QUEEN: Once you understand where each is coming from, it gets easier.

FANG: In this coming-of-age tale, Ariel has trouble finding her place in her new high school, which is a living embodiment of hell. She wants to fit in, but is ostracized by the popular girls and even by a male teacher, which is such a memorable scene. Discuss the story’s themes of teen angst and self-discovery.

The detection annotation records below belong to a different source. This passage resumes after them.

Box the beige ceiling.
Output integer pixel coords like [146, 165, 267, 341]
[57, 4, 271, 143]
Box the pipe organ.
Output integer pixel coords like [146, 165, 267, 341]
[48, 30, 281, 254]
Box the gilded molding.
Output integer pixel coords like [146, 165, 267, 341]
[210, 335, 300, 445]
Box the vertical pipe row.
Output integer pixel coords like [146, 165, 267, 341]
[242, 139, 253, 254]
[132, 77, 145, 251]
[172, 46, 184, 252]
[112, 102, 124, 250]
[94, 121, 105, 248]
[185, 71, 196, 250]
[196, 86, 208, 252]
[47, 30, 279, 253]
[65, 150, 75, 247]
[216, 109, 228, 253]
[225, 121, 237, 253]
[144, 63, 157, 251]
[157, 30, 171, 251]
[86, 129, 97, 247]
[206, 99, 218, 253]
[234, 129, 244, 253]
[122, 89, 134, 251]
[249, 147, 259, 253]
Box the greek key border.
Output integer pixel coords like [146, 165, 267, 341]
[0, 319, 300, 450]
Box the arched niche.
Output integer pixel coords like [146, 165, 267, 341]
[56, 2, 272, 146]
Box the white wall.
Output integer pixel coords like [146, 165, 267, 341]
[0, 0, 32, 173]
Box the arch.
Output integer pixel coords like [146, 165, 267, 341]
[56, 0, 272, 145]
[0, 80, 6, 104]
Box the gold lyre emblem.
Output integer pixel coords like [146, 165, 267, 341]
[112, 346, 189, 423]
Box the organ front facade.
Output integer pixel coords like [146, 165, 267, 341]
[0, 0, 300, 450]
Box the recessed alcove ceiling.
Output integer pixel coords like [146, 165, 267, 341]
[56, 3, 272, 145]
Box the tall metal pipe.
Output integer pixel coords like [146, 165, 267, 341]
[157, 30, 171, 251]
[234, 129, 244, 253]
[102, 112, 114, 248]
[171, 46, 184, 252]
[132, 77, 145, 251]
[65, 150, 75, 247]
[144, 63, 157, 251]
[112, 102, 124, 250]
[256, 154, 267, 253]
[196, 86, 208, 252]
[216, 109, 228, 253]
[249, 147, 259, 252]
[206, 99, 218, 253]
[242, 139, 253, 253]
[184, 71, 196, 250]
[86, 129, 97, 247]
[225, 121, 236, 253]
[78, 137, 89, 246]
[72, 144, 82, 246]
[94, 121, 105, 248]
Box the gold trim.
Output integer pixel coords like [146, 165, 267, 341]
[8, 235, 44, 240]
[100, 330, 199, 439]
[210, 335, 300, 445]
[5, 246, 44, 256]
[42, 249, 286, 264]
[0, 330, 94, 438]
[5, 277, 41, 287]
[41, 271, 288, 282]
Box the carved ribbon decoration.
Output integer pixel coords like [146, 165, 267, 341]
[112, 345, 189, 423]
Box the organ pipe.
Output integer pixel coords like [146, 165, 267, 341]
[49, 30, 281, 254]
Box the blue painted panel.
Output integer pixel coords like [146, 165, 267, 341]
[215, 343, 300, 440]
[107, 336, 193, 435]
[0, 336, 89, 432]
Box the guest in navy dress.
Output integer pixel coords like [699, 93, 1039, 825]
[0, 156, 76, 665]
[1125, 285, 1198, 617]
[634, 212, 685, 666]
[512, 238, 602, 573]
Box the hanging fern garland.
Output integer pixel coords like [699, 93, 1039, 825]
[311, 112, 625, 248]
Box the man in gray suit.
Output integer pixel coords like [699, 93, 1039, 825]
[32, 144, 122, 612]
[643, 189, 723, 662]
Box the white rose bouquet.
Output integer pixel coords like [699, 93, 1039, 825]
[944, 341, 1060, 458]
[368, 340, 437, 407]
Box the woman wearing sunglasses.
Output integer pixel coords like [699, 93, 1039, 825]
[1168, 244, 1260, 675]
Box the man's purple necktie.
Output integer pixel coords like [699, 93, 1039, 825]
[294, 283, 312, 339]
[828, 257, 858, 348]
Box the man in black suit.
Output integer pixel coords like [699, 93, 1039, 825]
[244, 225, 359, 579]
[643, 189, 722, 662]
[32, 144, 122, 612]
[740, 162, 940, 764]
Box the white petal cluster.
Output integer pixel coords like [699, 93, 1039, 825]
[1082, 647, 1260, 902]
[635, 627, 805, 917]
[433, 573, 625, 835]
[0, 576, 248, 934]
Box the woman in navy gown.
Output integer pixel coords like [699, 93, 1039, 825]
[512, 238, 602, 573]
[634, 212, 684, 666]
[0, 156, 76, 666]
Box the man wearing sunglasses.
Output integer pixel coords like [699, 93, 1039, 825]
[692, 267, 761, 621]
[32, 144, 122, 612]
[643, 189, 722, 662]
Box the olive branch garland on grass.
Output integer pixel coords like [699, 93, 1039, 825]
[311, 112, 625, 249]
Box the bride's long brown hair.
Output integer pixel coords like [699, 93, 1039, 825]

QUEEN: There are no new themes, so the onus is, how unique is your delivery? Angst and self-discovery continue as you leave your teenage years, and everyone feels the outcast at times. I think kindness for kindness, and courtesy for courtesy, should be a fair karmic equation in life, but it doesn’t always go that way, does it? So, you take these truths we’re all familiar with and make them mythic in a setting like this. It’s about pushing on despite pain and struggle. I won’t be around forever, so I try to be very cognizant in what type of message I leave with the reader. Some people got hung up on Ariel’s father attacking her in the first issue of the comic, and I sort of got lynched for it. But frankly, they weren’t paying attention; because if they were paying attention, they’d know that a) in a horror story, horrible things happen, and b) it’s revealed later in the story he wasn’t actually her father and c) the underlying morality and consequence of action are clearly on display on the very next page, where this person pays the ultimate price for the transgression. The tale of Ariel Chylde is a dark myth for people who enjoy dark myths, it’s not MARY POPPINS. Your first goal is to entertain, yet there has to be something woven in a bit deeper that has appealed for so long, there has to be something that still resonates over time. Those simple truths we recognize and relate to are key, and I think it’s why people have remembered Ariel and continue to care about her—she is them. She is us. And we are her. It would be a disservice not to show that life can sometimes be quite ugly; that’s the reality of fantasy.